Re: [PATCH] nvme-pci: Prevent mmio reads if pci channel offline

From: Keith Busch
Date: Wed Feb 27 2019 - 12:51:10 EST


On Wed, Feb 27, 2019 at 04:42:05PM +0000, Alex_Gagniuc@xxxxxxxxxxxx wrote:
> On 2/26/19 7:02 PM, Linus Torvalds wrote:
> > On Tue, Feb 26, 2019 at 2:37 PM <Alex_Gagniuc@xxxxxxxxxxxx> wrote:
> >>
> >> Then nobody gets the (error) message. You can go a bit further and try
> >> 'pcie_ports=native". Again, nobody gets the memo. ):
> >
> > So? The error was bogus to begin with. Why would we care?
>
> Of course nobody cares about that. We care about actual errors that we
> now know we won't be notified of. Imagine if we didn't get the memo that
> a piece of data is corrupt, and imagine the reaction of RAS folk.
>
> And I know the counter to that is a panic() is much more likely to cause
> data corruption, and we're trading one piece of crap for an even
> stinkier one.

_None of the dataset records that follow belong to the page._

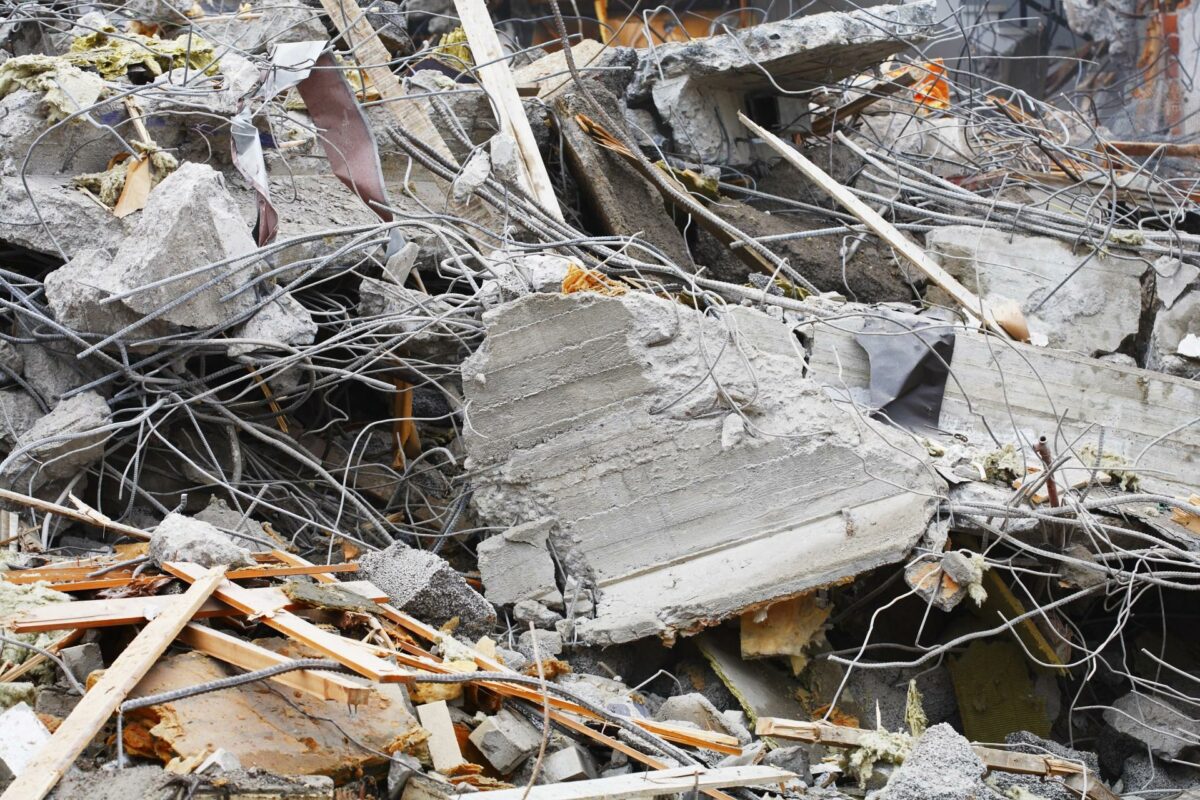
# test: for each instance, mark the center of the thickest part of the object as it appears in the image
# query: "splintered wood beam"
(972, 305)
(89, 716)
(409, 113)
(337, 648)
(239, 653)
(497, 80)
(133, 611)
(651, 785)
(70, 579)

Whatever we end up doing, we have to do better than
> silence errors and pretend nothing happened.
>
>
> > Yes, yes, PCI bridges have the ability to return errors in accesses to
> > non-existent devices. But that was always bogus, and is never useful.
> > The whole "you get an interrupt or NMI on a bad access" is simply a
> > horribly broken model. It's not useful.
> >
> > We already have long depended on hotplug drivers noticing the "oh, I'm
> > getting all-ff returns, the device may be gone". It's usually trivial,
> > and works a whole lot better.
>
> And that's been working great, hasn't it? I think you're thinking
> strictly about hotplug. There are other situations where things are all
> F'd, but the hardware isn't sending all F's. (example: ECRC errors)
>
>
> > It's not an error. Trying to force it to be an NMI or SCI or machine
> > check is bogus. It causes horrendous pain, because asynchronous
> > reporting doesn't work reliably anyway, and *synchronous* reporting is
> > impossible to sanely handle without crazy problems.
> >
> > So the only sane model for hotplug devices is "IO still works, and
> > returns all ones". Maybe with an async one-time and *recoverable*
> > machine check or other reporting the access after the fact.
>
> Exactly!!! A notification (not calling it an 'error') that something
> unusual has happened is good. Treating these things like errors is so
> obvious, even a caveman wouldn't do it.
> In a world with FFS, we don't always get to have that model. Oh, FFS!
>
>
> > Anything else is simply broken. It would be broken even if firmware
> > wasn't involved, but obviously firmware people tend to often make a
> > bad situation even worse.
>
> Linus, be nice to firmware people. I've met a few, and I can vouch that
> they're very kind and nice. They're also very scared, especially when OS
> people want to ask them a few questions.
>
> I think FFS should get out of the way when OS advertises it's capable of
> handling XYZ. There are some good arguments why this hasn't happened,
> but I won't get into details. I do think it's unlikely that machines
> will be moving back to an OS-controlled model.
>
> And Linus, keep in mind, when these machines were developed, OSes
> couldn't handle recovery properly. None of this was ever an issue. It's
> our fault that we've changed the OS after the machines are on the market.
>
> Alex

I can't tell where you're going with this. It doesn't sound like you're
talking about hotplug anymore, at least.